DEC states, "Don't poo in the blue!"
- For immediate release — May 6, 2021
- Contact: Commissioner Jason Brune, 907-465-5065
Anchorage, AK — With the summer boating season underway, Department of Environmental Conservation Commissioner Jason Brune reminds recreational and commercial boaters that it is illegal to discharge untreated sewage anywhere in the State’s freshwaters or the marine waters within three miles of Alaska’s shores. This includes dumping buckets, leaning over the rail, as well as bypassing the holding tanks of an on-board toilet whether in a harbor, at anchor, on the fishing grounds, or while underway. Reminder letters were sent to all Alaska Commercial Fisheries Entry Commission permit holders reminding them of their responsibility to protect Alaska’s pristine waters.
"'Don’t poo in the blue' is a funny way to help us all remember to do the right thing, but this is a serious issue," said Brune. "Untreated human waste can harm fish and shellfish and contaminate shellfish beds, and it can transmit diseases to other people. Discharging untreated sewage is illegal, and it sends the wrong message about how Alaska cares for our home waters."
Discharging sewage with less than primary treatment can result in penalties of up to $2,000.
Federal law requires all vessels with onboard heads use a U.S. Coast Guard certified Marine Sanitation Device (MSD). Type III MSDs are preferred and include holding tanks, incinerators, and recirculating tanks. These tanks store waste until it can be pumped out at a pump station or released offshore. Vessels equipped with a Y-valve are required to have those valves locked within 3 nautical miles of shore to prevent illegal discharge.
Owners of boats that don’t have MSDs are encouraged to consider the use of bag-style camp toilets for solid waste and dispose the sealed bags along with other vessel solid waste at approved refuse collection areas.
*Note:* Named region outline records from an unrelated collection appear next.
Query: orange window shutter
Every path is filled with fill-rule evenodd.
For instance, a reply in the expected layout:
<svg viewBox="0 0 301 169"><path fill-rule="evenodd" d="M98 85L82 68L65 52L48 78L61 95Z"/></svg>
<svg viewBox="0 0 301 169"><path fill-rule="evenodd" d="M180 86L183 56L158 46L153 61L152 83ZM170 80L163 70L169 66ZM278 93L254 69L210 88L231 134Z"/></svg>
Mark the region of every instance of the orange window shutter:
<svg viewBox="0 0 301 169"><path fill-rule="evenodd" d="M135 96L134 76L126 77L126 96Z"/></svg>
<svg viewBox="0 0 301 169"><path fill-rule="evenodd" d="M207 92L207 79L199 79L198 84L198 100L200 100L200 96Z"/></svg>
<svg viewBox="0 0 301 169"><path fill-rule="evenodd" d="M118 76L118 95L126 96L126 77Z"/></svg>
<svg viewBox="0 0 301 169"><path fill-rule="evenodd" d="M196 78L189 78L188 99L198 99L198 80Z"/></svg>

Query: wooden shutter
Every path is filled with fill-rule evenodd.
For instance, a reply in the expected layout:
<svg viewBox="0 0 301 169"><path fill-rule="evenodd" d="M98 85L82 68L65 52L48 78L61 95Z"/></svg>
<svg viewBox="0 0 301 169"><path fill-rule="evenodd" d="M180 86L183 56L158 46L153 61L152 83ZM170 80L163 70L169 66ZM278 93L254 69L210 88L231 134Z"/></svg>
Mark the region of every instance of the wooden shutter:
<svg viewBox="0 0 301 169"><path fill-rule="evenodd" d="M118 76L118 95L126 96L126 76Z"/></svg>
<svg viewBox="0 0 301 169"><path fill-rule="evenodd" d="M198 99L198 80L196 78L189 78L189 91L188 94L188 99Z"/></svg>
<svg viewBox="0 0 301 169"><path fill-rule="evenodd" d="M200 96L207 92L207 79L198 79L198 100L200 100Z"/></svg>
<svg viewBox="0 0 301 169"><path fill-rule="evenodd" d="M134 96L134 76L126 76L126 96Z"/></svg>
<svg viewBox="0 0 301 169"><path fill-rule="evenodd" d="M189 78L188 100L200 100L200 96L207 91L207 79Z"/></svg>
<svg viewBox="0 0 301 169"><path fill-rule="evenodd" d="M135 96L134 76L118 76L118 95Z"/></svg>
"Packing out waste on backcountry trips has become a regular best practice, and the same care should be taken to protect our waters," said DEC Water Division Director Randy Bates. "As a commercial fisherman, I understand the challenge and appreciate that the extra effort keeps our waters clean and our marine life healthy."
Bates also noted that it is also illegal to discharge oily or contaminated water from decks and bilges. "These deck and bilge waters can contain oil, toxic chemicals, or harmful cleaners," said Bates. "It’s important to be as mindful of these contaminated waters as you are of untreated sewage."